I'm studying to pass an English test in university and I'm struggling with modal remoteness with the perfect tense. In the exercise I need to know if the sentence is open or remote conditional and give counterparts of the opposite category. I understand that the verbs "would", "could" are there to indicate modal remoteness and not the past time so that's why the perfect tense comes along.

I just now found out from the text above that the conditionals can be mixed and that solved one of my problems but not the one in which I need to give the counterpart examples.

I would like to ask how can I make counterparts of these following sentences and still keep the past tense?

"If she hadn't sold her shares she would be very rich."
"If the secretary hadn't called the police someone else would have."
"If Ed has gone on holiday you can stay in his room."
"If Jill didn't report the fault, Max may have."
"If you had finished your work yesterday, you could come with us tomorrow."

Thank you for your help!

Hi noorav,

I'm not very familiar with the terms open and remote conditional, but I think they broadly correspond to the terms second and third conditional that we use on our pages. Feel free to correct me if I'm wrong.

To change from remote past to open past, you'll need to change the past perfect in the main clause to past simple.

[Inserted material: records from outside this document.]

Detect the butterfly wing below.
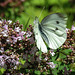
[34,18,47,53]
[39,14,67,49]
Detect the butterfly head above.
[34,16,39,25]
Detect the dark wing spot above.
[56,21,59,24]
[55,27,58,30]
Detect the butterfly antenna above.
[25,12,35,19]
[39,6,45,18]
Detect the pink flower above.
[3,25,8,30]
[28,37,35,44]
[50,50,55,56]
[14,27,21,32]
[47,62,56,68]
[71,25,75,30]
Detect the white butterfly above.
[34,13,67,53]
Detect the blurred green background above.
[0,0,75,28]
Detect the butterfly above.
[33,13,67,53]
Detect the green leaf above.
[34,70,41,75]
[62,49,72,54]
[0,68,5,75]
[59,53,66,58]
[19,59,25,65]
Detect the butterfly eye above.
[55,27,58,30]
[56,21,59,24]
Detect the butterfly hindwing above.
[40,14,67,49]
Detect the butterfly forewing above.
[40,14,67,49]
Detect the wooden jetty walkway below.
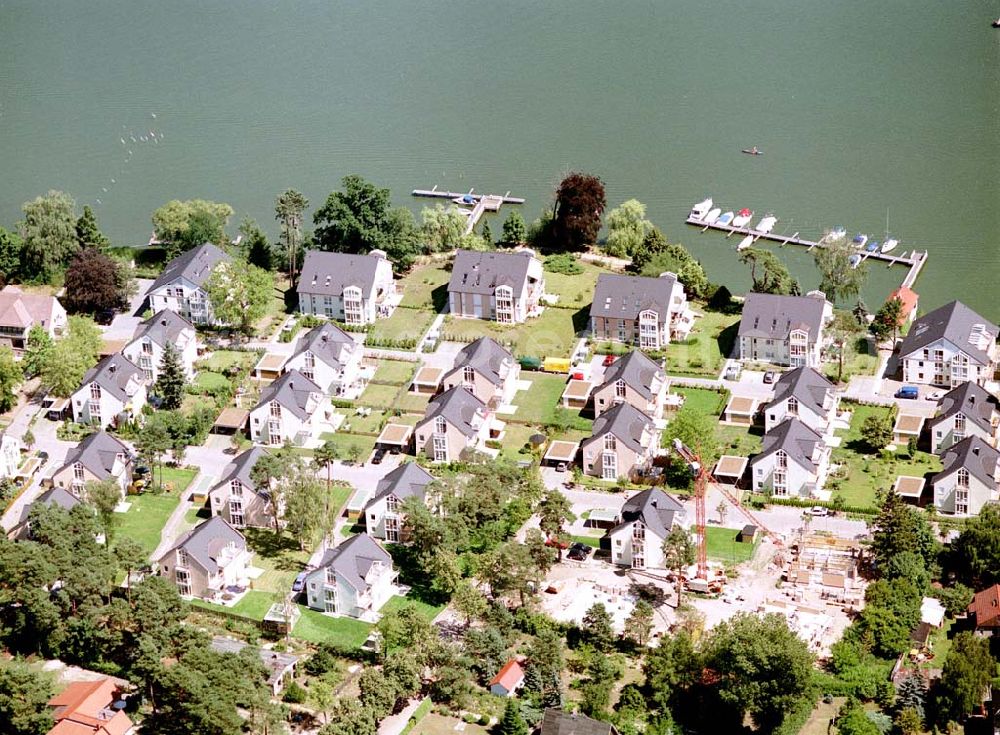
[686,217,928,288]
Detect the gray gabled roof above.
[764,367,834,416]
[296,250,385,299]
[149,242,232,291]
[316,533,392,592]
[739,293,826,340]
[598,350,667,400]
[254,368,323,421]
[611,487,685,538]
[365,462,435,509]
[56,431,131,480]
[931,436,1000,488]
[80,352,142,402]
[590,273,677,321]
[292,322,361,370]
[452,337,514,385]
[899,301,998,365]
[448,250,534,296]
[421,385,486,436]
[160,516,247,574]
[750,418,823,473]
[584,403,653,452]
[927,381,1000,434]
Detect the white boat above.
[688,197,714,219]
[757,215,778,235]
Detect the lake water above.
[0,0,1000,319]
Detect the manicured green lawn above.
[705,526,756,564]
[665,310,740,377]
[292,605,371,648]
[114,493,180,554]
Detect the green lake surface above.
[0,0,1000,320]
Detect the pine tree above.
[156,343,187,411]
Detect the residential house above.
[764,367,838,434]
[443,337,521,408]
[122,309,198,383]
[284,322,364,396]
[208,447,274,528]
[146,242,232,325]
[70,352,146,428]
[0,286,67,353]
[590,273,694,350]
[931,436,1000,516]
[363,462,434,543]
[899,301,1000,388]
[750,418,830,498]
[413,386,491,462]
[581,403,660,480]
[927,381,1000,454]
[448,250,545,324]
[487,658,524,697]
[738,291,833,367]
[968,584,1000,635]
[52,431,133,498]
[48,677,136,735]
[593,350,670,418]
[305,533,397,621]
[296,250,396,324]
[250,369,331,446]
[601,487,686,569]
[156,516,253,598]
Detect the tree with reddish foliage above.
[552,173,607,250]
[62,248,123,314]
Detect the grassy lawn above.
[826,404,941,507]
[292,605,371,648]
[705,526,757,564]
[665,311,740,377]
[115,493,180,554]
[372,360,417,385]
[396,263,451,312]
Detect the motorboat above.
[733,207,753,227]
[688,197,714,219]
[757,214,778,235]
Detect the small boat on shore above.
[733,207,753,227]
[688,197,714,219]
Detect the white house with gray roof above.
[448,250,545,324]
[750,418,830,498]
[738,291,833,367]
[764,367,838,434]
[927,381,1000,454]
[931,436,1000,516]
[899,301,1000,388]
[70,352,146,428]
[122,309,198,383]
[306,533,398,622]
[146,242,232,325]
[250,369,333,446]
[442,337,521,408]
[284,322,365,397]
[590,273,694,350]
[364,462,434,543]
[296,250,396,324]
[601,487,687,569]
[580,403,660,480]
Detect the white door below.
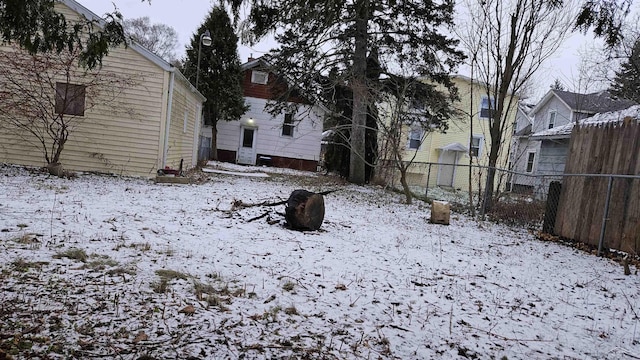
[237,126,257,165]
[437,151,458,186]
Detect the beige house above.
[381,75,517,191]
[0,0,205,176]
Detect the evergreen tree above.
[0,0,134,69]
[182,6,249,160]
[123,16,178,63]
[232,0,464,184]
[609,38,640,104]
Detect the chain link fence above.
[382,163,640,254]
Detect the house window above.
[527,152,536,173]
[470,135,483,157]
[182,110,189,134]
[251,70,269,85]
[282,114,295,136]
[480,96,496,119]
[549,110,556,129]
[409,127,424,150]
[56,82,86,116]
[242,128,253,148]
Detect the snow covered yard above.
[0,164,640,359]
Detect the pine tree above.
[609,38,640,104]
[182,6,249,160]
[0,0,131,69]
[232,0,463,184]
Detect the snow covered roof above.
[531,105,640,140]
[530,89,636,114]
[439,143,469,152]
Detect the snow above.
[0,163,640,359]
[531,105,640,138]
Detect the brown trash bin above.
[431,200,451,225]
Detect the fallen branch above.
[387,324,411,332]
[247,211,269,222]
[465,324,552,342]
[231,190,338,211]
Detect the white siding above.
[0,3,201,176]
[218,97,322,161]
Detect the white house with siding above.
[209,58,326,171]
[514,89,634,194]
[0,0,205,176]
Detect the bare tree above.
[458,0,574,211]
[377,76,457,204]
[0,47,142,175]
[122,16,178,63]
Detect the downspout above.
[162,71,176,169]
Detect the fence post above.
[598,176,613,256]
[542,181,562,235]
[424,163,431,197]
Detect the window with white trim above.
[527,151,536,173]
[480,96,496,119]
[55,82,86,116]
[549,110,557,129]
[470,135,484,157]
[282,114,295,136]
[251,70,269,85]
[407,126,424,150]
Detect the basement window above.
[55,82,86,116]
[251,70,269,85]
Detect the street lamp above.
[196,30,211,90]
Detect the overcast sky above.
[76,0,599,102]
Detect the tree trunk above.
[400,168,413,204]
[209,121,218,161]
[349,0,369,184]
[284,190,324,230]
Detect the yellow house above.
[0,0,205,176]
[380,75,517,191]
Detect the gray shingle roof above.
[553,90,635,114]
[530,105,640,140]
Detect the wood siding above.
[555,121,640,254]
[217,98,323,166]
[242,68,309,104]
[381,77,517,190]
[0,3,200,176]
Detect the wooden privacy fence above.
[554,118,640,254]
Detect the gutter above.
[161,71,176,169]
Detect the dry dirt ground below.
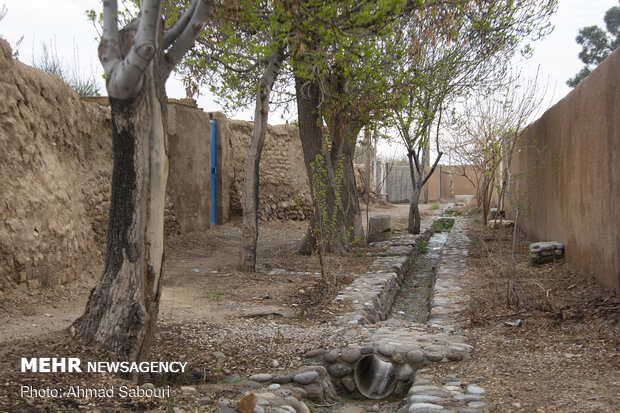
[0,206,620,412]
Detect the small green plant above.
[418,241,428,254]
[211,290,226,298]
[433,221,454,232]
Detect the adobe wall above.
[218,117,312,220]
[0,39,112,290]
[166,103,211,233]
[511,46,620,290]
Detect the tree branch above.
[102,0,161,99]
[164,0,200,50]
[99,0,121,75]
[164,0,213,78]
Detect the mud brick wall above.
[0,39,112,289]
[511,45,620,291]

In the result clause, you'll need to change "would" to "will" (or another verb with open meaning, e.g. "can"). For example: If she didn't sell her shares, she will be very rich (by now). If you finished your work yesterday, you'll be able to come with us tomorrow.

To change from open past to remote past, you'll need to put the main clause verb in the past perfect, and use "would have" (or another verb with remote meaning) in the result clause. For example: If Ed had gone on holiday, you would have been able to stay in his room. (OR: ... could have stayed ...).

I hope that helps.


LearnEnglish team

Submitted by hanieh1315 on Sat, 25/03/2023 - 10:35


Hi .
can you give an example for this structure: if+had+p.p …..should have p.p
should( just for subect i and we)

Hello hanieh1315,

I've thought about this for a few minutes, but I'm afraid nothing that makes sense comes to mind. Is there a specific context for this? Please feel free to send us what you think and we can help you with it. 

All the best,
LearnEnglish team

Hello Kirk
How about thi?
I should have bought more things if I had not forgotten to take more money with me.

Hello Rexafo,

I think 'would have' is needed here as we are talking about a result rather than any kind of advice.

You can use 'should have' in this kind of construction as a way of expressing logical deduction:

If she had taken the bus she should have been here by now, so presumably she chose to walk.



The LearnEnglish Team

Submitted by Khalid Bashir on Fri, 17/03/2023 - 17:34


Dear Sir, please explain the following line, I did not understand.

Here's a sentence imagining how a different situation in the present would mean that the past was different as well.

Helo Khalid Bashir,

The sentence which is given as the example is this:

It's really important. If it wasn't, I wouldn't have called you on your holiday.

It shows how the speaker can use a present tense form (being really important) to explain why something was done in the past (calling the other person). It seems a little counter-intuitive that a present situation can explain a past action, but once you realise that the present tense here does not describe an action or state now but rather something that is generally true: the situation was important yesterday, is important today and will be important tomorrow.